Wednesday 1 February 2012

Swansea 1 – 1 Chelsea: an honest look at the game.

As I'm sure many will have said as they poured from the stadium last night: had Chelsea scored first and Swansea equalised (a la Spurs) it would be a scoreline worth celebrating. However, last night's point is acceptable to be annoyed at. As I see it, it is two points dropped.

As many others will have said: to be disappointed with a draw against Chelsea really shows Swansea have come a long way. Yes it does, but that fact doesn't make the disappointment any easier.
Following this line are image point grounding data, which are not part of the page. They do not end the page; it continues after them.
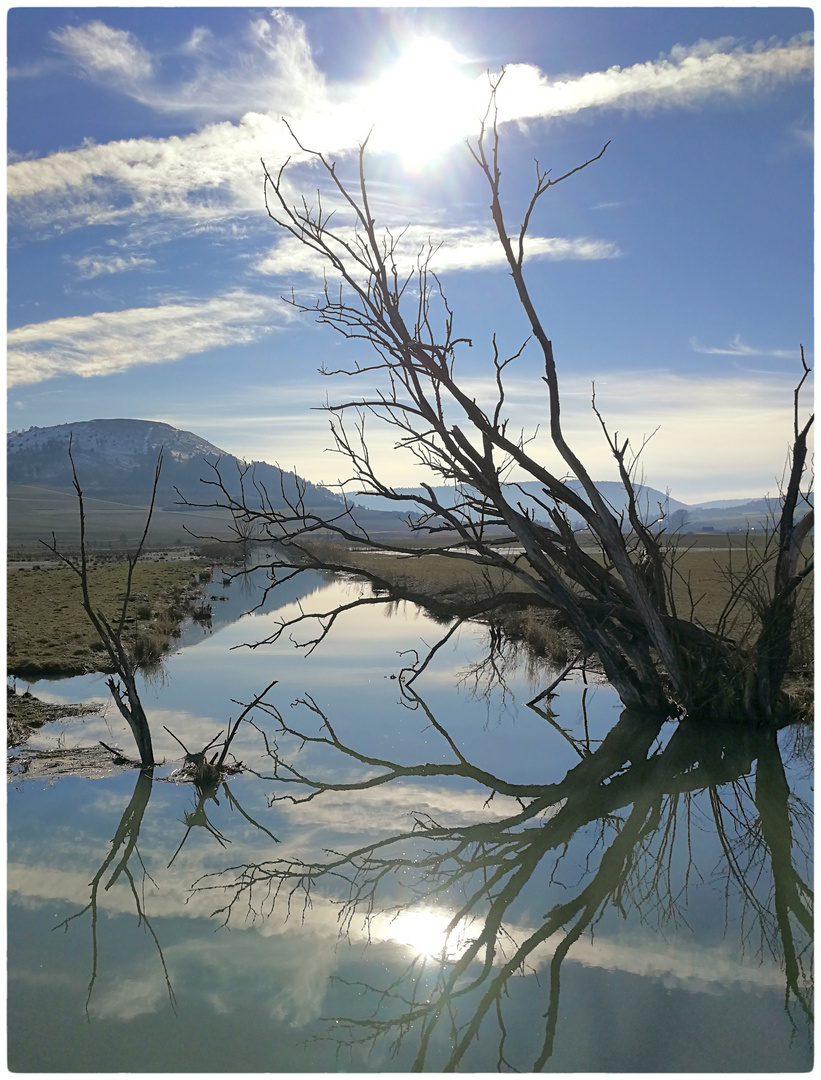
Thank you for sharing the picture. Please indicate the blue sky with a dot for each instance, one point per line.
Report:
(145, 278)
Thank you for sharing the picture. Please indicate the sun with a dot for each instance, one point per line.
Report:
(424, 104)
(424, 931)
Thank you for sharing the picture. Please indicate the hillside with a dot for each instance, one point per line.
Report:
(729, 515)
(116, 462)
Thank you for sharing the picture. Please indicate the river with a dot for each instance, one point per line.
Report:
(434, 878)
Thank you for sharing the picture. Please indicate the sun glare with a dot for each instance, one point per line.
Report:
(425, 933)
(424, 104)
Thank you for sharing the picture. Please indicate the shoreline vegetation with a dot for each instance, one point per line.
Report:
(708, 566)
(49, 634)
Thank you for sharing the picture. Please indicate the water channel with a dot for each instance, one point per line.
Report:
(459, 880)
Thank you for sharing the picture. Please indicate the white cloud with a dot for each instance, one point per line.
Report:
(469, 247)
(109, 341)
(739, 348)
(92, 266)
(687, 77)
(215, 171)
(101, 50)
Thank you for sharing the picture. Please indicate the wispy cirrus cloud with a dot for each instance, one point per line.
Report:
(740, 348)
(110, 341)
(468, 247)
(104, 52)
(93, 266)
(687, 76)
(215, 171)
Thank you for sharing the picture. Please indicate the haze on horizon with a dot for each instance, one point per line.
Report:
(145, 277)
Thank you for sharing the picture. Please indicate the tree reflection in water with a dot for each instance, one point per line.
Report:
(124, 849)
(640, 794)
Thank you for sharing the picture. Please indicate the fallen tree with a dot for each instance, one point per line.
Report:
(618, 598)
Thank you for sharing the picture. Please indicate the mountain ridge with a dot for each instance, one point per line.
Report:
(116, 460)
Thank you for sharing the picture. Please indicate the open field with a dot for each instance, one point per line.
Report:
(701, 584)
(50, 634)
(37, 512)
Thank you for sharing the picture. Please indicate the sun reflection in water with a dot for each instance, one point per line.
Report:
(424, 931)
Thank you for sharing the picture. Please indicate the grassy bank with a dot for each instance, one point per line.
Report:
(705, 566)
(49, 633)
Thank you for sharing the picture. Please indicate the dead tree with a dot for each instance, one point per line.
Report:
(124, 692)
(631, 802)
(618, 599)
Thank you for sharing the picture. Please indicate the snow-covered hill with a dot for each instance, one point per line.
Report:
(116, 460)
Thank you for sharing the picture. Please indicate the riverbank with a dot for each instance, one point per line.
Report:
(49, 634)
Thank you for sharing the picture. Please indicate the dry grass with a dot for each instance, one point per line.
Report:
(50, 634)
(701, 583)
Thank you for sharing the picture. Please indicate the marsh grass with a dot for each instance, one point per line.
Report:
(49, 633)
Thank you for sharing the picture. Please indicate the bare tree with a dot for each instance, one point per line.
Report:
(619, 598)
(110, 634)
(631, 802)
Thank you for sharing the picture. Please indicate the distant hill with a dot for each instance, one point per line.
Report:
(116, 459)
(116, 462)
(721, 515)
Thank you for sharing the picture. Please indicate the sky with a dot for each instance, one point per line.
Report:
(145, 279)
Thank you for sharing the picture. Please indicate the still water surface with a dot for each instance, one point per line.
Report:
(632, 917)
Looking at the match, and the evening in general, it was quite entertaining. The first half saw the typical Swansea set-up and the slick pass-and-move philosophy. Swansea could well have taken the lead at the 15-minute mark when three beautiful open-goal opportunities presented themselves, but it was not to be.
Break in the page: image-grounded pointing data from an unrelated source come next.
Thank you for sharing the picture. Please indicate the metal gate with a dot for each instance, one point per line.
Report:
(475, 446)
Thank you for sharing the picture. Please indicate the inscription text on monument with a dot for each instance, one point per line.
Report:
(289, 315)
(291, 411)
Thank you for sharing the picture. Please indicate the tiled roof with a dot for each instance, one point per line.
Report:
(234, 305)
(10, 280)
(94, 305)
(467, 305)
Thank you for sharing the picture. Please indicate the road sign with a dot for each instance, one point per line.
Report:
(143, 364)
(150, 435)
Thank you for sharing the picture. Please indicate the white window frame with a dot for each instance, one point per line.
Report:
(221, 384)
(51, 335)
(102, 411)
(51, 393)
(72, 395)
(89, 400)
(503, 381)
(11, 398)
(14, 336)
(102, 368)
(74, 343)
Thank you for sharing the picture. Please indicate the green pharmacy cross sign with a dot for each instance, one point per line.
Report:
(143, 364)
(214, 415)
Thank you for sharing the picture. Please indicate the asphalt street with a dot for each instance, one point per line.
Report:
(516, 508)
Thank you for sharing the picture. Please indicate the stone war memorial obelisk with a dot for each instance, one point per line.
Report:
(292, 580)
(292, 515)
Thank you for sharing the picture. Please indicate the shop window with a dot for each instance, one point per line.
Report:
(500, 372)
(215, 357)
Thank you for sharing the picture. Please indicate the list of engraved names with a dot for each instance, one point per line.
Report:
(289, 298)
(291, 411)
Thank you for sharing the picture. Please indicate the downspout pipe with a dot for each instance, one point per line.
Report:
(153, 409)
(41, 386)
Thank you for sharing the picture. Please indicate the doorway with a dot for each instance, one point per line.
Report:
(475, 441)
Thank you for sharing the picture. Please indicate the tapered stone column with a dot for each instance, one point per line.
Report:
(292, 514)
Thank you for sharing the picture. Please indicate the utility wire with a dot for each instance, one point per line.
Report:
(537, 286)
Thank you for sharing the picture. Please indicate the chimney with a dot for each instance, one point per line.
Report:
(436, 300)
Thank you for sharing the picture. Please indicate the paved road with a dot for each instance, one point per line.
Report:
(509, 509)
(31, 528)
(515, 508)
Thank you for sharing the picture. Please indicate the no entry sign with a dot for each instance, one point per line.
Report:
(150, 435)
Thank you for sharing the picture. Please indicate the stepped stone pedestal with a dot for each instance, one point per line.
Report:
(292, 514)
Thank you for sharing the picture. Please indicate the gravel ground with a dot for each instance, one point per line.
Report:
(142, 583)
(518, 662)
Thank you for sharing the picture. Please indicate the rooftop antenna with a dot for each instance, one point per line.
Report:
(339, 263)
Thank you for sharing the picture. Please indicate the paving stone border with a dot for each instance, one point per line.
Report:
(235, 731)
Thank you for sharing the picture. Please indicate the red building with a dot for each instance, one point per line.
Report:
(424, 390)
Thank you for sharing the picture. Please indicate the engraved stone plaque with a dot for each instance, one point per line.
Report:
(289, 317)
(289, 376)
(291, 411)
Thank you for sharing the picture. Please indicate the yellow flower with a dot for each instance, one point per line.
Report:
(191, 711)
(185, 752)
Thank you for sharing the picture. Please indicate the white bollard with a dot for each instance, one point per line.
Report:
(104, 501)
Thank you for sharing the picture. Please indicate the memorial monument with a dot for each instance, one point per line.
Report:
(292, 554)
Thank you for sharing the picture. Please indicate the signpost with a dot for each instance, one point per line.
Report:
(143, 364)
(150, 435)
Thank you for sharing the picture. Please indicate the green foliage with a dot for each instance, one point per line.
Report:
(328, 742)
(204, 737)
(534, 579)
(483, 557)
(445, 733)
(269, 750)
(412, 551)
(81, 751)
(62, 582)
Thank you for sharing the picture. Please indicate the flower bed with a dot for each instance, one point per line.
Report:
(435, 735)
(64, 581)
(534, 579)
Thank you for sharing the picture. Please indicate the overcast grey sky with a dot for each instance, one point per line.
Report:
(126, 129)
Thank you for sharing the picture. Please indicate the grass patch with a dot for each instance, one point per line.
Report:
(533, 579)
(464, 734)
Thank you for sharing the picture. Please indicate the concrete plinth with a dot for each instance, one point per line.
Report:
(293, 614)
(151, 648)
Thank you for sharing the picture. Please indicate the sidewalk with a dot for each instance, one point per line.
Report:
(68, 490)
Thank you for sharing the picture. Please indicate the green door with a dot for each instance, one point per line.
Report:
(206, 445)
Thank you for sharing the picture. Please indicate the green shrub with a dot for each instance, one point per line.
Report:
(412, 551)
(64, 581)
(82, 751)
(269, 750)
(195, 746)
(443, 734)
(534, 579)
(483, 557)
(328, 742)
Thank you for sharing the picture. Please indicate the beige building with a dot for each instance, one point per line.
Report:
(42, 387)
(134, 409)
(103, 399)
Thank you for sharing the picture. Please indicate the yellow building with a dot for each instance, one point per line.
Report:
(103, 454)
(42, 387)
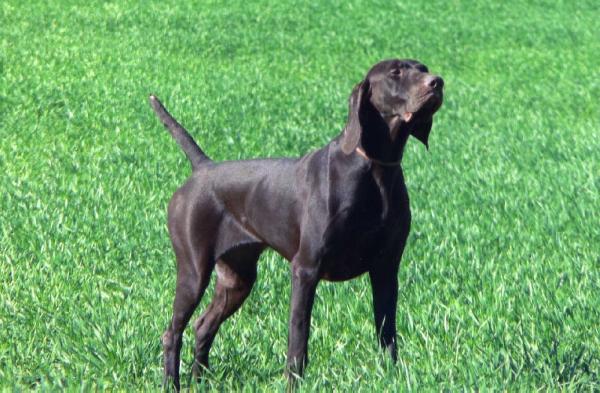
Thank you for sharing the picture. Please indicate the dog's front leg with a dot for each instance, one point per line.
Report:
(304, 285)
(384, 282)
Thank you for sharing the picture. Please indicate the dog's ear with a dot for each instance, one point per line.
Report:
(421, 131)
(354, 126)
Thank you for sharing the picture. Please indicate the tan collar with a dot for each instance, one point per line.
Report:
(364, 155)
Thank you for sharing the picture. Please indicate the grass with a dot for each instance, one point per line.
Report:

The pressure did pay off when Scott Sinclair took a blind swing at a bouncing ball and it dipped and floated past Petr Cech. A deserved 1-0 to the Swans.
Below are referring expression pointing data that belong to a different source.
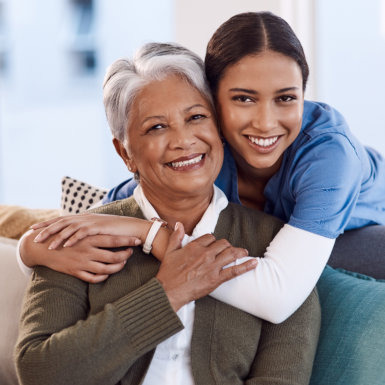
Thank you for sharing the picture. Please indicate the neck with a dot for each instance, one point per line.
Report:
(185, 209)
(252, 182)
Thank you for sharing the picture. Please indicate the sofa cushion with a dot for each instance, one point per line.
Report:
(12, 286)
(15, 220)
(351, 348)
(78, 196)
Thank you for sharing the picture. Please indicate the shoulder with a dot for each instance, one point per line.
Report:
(325, 136)
(247, 227)
(123, 207)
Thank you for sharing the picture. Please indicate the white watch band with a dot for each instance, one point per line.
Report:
(156, 225)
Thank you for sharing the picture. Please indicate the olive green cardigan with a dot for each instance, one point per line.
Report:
(77, 333)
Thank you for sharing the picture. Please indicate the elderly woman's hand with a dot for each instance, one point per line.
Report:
(89, 260)
(195, 270)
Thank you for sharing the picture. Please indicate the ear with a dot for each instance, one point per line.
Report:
(123, 153)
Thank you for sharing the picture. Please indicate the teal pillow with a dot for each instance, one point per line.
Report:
(351, 348)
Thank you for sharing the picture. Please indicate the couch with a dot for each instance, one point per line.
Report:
(351, 348)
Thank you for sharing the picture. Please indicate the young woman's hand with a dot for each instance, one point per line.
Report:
(90, 259)
(73, 228)
(195, 270)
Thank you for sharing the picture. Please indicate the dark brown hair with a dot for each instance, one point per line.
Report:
(251, 33)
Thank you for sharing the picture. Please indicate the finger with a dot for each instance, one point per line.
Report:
(91, 278)
(175, 240)
(112, 257)
(216, 248)
(53, 229)
(113, 241)
(204, 240)
(229, 255)
(100, 268)
(234, 271)
(39, 225)
(67, 232)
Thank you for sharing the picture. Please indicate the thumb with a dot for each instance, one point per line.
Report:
(175, 240)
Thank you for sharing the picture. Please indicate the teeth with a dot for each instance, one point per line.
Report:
(187, 162)
(263, 142)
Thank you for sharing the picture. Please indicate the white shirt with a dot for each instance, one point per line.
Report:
(282, 280)
(171, 364)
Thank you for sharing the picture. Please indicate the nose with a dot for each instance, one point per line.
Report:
(264, 119)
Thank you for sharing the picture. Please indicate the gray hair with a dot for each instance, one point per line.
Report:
(125, 78)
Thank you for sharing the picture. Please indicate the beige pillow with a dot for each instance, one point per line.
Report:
(15, 220)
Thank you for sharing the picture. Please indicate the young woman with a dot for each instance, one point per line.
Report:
(152, 323)
(291, 158)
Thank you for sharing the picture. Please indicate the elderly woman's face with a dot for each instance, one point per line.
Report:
(173, 139)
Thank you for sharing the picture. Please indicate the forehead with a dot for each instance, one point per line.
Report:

Second half was a different game. Swansea's passing was way off the mark, with one too many loose passes and aimless runs. I had a feeling it wouldn't end 1-0 and I was right. It's just so cruel that the equaliser came in the 93rd minute from an own goal! The own goal won't be remembered though – Taylor had a good night and didn't deserve it. But Chelsea's goal looked imminent during the last 20 minutes.

I think a turning point was bringing on Luke Moore for Scott Sinclair. Apart from the goal, Sinclair didn't have an outstanding night, so a sub was a decent call. Bringing on Moore wasn't. He just doesn't do the running of Sinclair and never seems that interested in defending. I'd have brought on Routledge or even Richards if they wanted to close the game up. Ultimately Moore let Bosingwa through and there came the goal.

Moore and his lackadaisical approach aside and it was a decent team performance: Dyer didn't seem as composed as usual, but frustrated the hell out of the Chelsea midfield towards the end. Ashley Williams put in a good man-of-the-match performance, while Caulker mopped up a lot of loose ball at the back. Leon Britton was busy as usual and Kemy Agustien seemed to have a positive impact when coming on.

The referee was terrible in the second half generally, though he did issue the yellow cards and eventually send off Ashley Cole, so he got something right.

We can't blame the referee though. Swansea let Chelsea keep possession and territory in the second half and that led to the goal. The now famous “Swansea Triangle” was rarely seen in the latter stages. The skill is always there, but the composure and concentration is the thing that tends to transform three points into the single one with Swansea.

Still, it's a point...

Onto West Brom on Saturday, where there's now just a little more pressure to get the away win.